Post punk pioneers Gang of Four may still quantitatively add up, but with guitarist Andy Gill as their only remaining member it’s certainly not the same band when it comes to quality. Their latest release is a four track EP, Complicit, consisting of three new songs and a remixed version of the first track. If you were blindfolded and had to choose which late 70s/early 80s band you were listening to I guess they retain something of their signature sound. The touchpoint likely being Songs of the Free where they waded a little more into the middle of the dance floor, but any sense of underlying dread or urgency is long gone.

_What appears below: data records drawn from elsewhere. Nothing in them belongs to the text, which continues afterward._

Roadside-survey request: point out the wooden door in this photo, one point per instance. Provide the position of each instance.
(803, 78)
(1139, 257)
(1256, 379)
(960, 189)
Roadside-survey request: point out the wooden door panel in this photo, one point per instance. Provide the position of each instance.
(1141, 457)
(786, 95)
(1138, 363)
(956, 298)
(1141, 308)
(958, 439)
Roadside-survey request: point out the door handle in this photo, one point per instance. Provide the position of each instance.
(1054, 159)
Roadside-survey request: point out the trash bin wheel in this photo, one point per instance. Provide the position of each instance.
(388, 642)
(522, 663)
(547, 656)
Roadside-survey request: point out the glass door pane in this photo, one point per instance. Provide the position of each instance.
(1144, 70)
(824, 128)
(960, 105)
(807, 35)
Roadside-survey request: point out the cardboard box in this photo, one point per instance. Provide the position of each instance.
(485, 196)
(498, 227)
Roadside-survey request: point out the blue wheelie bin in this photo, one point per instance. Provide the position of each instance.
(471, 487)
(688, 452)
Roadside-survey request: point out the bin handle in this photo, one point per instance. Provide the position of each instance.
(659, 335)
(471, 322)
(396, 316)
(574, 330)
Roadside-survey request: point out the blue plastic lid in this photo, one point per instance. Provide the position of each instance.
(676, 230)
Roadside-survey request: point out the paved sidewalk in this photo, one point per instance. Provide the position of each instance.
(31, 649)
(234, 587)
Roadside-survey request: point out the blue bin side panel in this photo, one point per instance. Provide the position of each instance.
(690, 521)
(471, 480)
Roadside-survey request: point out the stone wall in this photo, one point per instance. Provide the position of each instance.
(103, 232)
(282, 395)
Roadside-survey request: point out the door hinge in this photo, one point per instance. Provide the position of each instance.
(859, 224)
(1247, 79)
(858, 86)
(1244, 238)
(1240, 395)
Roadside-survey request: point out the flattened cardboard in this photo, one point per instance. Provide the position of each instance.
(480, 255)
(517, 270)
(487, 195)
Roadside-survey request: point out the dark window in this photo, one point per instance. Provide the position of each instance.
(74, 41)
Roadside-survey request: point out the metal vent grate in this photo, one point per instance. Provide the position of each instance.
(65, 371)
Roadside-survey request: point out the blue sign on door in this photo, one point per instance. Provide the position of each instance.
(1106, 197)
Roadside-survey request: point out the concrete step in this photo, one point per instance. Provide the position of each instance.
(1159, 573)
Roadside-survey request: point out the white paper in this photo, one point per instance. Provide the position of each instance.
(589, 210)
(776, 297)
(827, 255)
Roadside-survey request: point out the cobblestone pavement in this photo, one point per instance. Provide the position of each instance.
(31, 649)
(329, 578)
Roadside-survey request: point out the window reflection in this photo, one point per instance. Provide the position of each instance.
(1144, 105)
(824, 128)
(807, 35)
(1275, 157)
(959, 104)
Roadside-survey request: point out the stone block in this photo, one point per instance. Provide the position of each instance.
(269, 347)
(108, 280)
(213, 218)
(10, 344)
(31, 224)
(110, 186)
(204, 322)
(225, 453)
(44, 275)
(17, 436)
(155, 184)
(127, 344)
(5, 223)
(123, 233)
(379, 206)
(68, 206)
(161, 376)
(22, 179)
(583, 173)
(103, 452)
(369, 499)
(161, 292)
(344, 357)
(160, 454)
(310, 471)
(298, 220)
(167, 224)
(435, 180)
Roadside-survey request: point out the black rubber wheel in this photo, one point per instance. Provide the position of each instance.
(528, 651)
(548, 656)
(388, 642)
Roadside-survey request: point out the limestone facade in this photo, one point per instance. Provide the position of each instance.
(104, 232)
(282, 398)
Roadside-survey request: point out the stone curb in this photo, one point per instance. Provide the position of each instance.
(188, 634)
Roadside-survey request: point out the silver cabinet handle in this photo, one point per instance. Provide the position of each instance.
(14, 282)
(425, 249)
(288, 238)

The songs themselves while attempting to be topical or political veer too far to the juvenile or pedantic to have any impact. The best (worst?) example being the middle track ‘Ivanka (Things You Can’t Have)’, where the title of the EP is taken from. Certainly not being sneaky in who they are targeting, they take shots at the Prez’s eldest daughter by mocking her campaign speech - “daddy loves women and he believes in family”. If you can down that, it’s followed by the cringeworthy “In the morning daddy wants me in his room, it’s where we get together.” Whether intended to be funny or scathing, it’s neither and ends up an embarrassing footnote in the band’s history. I’m certainly not a Trump supporter, but of his brood Ivanka seems to display a little more intelligence, poise and entrepreneurial skill than the others. Not sure she would be first on my list to skewer, but to each his own. The most daring thing about the EP in the end is using Ivanka’s picture on the cover, which will undoubtedly garner some press and maybe a Presidential tweet if they're lucky. The tactic recalls Don Was’ ‘Read My Lips’ where the younger Bush was sampled from his own campaign speech but in that case no one was going after the kids.
The lead track ‘Lucky’ is a similarly watered down swipe at the financial system. Replacing Jon King, lead singer John “Gaoler” Sterry complains “the lucky get the luck and the long shots lose” in a cautionary tale of the system being rigged against the little guy. With a muscular rhythm and buzzing guitars it does retain something of their roots, but comes off not any more dangerous than a Foreigner single. The final track before the remix ‘I’m a Liar’ is forgettable as well, with a slinky chorus that sounds like it was lifted from Bruce Springsteen’s by way of The Pointer Sister’s ‘Fire’. While the final indignity belongs to a remix of ‘Lucky’, which has a bit of an Egyptian bazaar flavoring thrown in. The only thing lucky for the listener is that the remix ends up being shorter than the original take.
Maybe trading on the name Gang of Four, along with the cover photo, will sell a few copies of this record, though that seems like something this band would have originally stood against. There are bands that have remained relevant and recharged from time to time even over the course of four decades, but this EP just sadly isn’t evidence of that. A dog without its bark, bite, or ability to get the fur flying is in the end just a dog.